National Health Service managers say smokers take more time to recover from surgery, blocking beds for longer and costing more to treat.
One primary care trust will launch a consultation on the new curbs this summer to coincide with the ban on smoking in public places to be enacted on July 1.
Rod Moore, assistant director of public health at Leicester City West Primary Care Trust, said it should become the norm for patients to stop smoking before all routine surgery.
“If people give up smoking prior to planned operations it will improve their recovery,” Moore said. “It would reduce heart and lung complications and wounds would heal faster. Our purpose is not to deny patients access to operations but to see if the outcomes can be improved.”
NHS managers want patients not to have smoked any cigarettes for a full month before surgery. But as they would be expected to take about two months to stop, operations could be delayed by up to three months.
The managers do insist, however, that it is up to doctors to decide whether the surgery can still go ahead if the patient fails to give up.
Some doctors argue that the policy could deter smokers from attending appointments because they believed that they would not qualify for treatment.

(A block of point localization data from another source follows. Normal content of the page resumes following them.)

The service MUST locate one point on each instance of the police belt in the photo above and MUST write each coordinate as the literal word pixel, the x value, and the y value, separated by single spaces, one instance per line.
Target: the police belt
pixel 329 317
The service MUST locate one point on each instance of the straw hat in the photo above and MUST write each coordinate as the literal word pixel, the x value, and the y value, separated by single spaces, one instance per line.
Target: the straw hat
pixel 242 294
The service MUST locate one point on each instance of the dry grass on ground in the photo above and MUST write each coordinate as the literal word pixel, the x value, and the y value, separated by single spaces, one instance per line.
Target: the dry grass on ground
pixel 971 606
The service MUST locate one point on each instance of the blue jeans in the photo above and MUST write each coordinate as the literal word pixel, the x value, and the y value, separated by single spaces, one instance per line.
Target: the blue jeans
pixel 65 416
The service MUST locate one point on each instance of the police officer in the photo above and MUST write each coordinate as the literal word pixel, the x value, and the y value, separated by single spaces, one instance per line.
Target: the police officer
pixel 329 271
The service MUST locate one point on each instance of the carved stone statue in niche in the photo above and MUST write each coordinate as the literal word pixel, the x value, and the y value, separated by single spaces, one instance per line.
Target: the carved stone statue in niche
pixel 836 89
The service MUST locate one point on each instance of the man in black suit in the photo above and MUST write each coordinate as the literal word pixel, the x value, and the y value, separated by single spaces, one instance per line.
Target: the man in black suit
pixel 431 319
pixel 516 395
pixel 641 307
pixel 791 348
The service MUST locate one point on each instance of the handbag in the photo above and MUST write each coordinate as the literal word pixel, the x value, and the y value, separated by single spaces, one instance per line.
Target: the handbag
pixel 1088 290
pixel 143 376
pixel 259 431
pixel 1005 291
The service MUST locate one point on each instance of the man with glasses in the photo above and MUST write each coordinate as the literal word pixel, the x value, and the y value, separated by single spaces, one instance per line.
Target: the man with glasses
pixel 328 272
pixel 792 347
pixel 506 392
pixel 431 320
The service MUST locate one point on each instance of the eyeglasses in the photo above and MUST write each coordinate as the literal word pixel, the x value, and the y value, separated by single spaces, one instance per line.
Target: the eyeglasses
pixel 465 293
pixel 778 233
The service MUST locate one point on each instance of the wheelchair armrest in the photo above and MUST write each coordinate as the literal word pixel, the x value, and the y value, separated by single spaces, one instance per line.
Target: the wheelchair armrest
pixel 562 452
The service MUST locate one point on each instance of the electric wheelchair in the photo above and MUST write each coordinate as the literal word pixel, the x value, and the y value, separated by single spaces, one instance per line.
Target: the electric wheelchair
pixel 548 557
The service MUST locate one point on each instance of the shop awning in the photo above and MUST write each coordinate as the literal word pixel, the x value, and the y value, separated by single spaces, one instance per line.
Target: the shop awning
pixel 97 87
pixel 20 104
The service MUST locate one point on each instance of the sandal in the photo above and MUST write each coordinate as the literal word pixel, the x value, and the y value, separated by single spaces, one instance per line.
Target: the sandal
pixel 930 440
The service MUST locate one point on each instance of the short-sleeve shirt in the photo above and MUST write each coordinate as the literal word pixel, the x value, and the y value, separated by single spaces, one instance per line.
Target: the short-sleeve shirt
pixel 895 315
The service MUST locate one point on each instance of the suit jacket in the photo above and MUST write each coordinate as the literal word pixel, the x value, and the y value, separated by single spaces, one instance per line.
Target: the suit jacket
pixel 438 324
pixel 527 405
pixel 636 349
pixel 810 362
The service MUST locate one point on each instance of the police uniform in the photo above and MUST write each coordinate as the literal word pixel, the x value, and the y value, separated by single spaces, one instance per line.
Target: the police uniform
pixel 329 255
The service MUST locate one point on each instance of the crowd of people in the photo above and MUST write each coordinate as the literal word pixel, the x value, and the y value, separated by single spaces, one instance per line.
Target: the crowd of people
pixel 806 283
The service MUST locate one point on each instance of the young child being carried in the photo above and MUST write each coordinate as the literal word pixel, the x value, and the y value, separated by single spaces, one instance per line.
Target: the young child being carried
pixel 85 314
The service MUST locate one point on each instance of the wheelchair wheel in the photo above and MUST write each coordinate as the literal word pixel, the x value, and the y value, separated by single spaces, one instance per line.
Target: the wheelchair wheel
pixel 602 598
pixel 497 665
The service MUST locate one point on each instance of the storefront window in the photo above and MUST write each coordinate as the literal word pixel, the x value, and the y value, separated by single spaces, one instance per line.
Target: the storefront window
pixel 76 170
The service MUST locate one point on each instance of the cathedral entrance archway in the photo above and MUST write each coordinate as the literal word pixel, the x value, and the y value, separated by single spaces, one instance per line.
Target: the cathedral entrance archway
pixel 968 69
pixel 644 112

By December next year, all patients will need to have had surgery within 18 weeks of having been referred to hospital by their GP, according to new government targets. To avoid endangering the targets, patients would not be added to waiting lists until they had given up smoking.
Moore said: “If this were to be introduced, it would happen prior to referral [to hospital]. The clock would not start ticking. It would not interfere with the 18-week target.”
Leicester is believed to be the first trust to be planning such a wide-ranging measure since 2005, when the National Institute of Health and Clinical Excellence issued guidance that it was reasonable for smokers to be denied treatment if their habit would affect the outcome and cost of medical care.
For example, doctors routinely deny smokers surgery for blocked blood vessels in the legs because they say the problem will go away if they stop smoking. Doctors also argue that if the patient continues smoking the vessels will quickly become blocked again.
Now NHS managers say patients should give up smoking whether their condition is directly caused by the habit or not.
Vanessa Bourne, head of special projects for the Patients Association, said: “If the NHS is trying to reduce the number of people who qualify for surgery it should be frank about this and not pretend this is medically driven.
“If hospitals really wanted to improve outcomes for patients after surgery then there are other priorities such as tackling hospital infections.
“If these patients were being treated privately they would not need to give up smoking ahead of surgery, which suggests this has more to do with money than what is in the best interests of the patient.”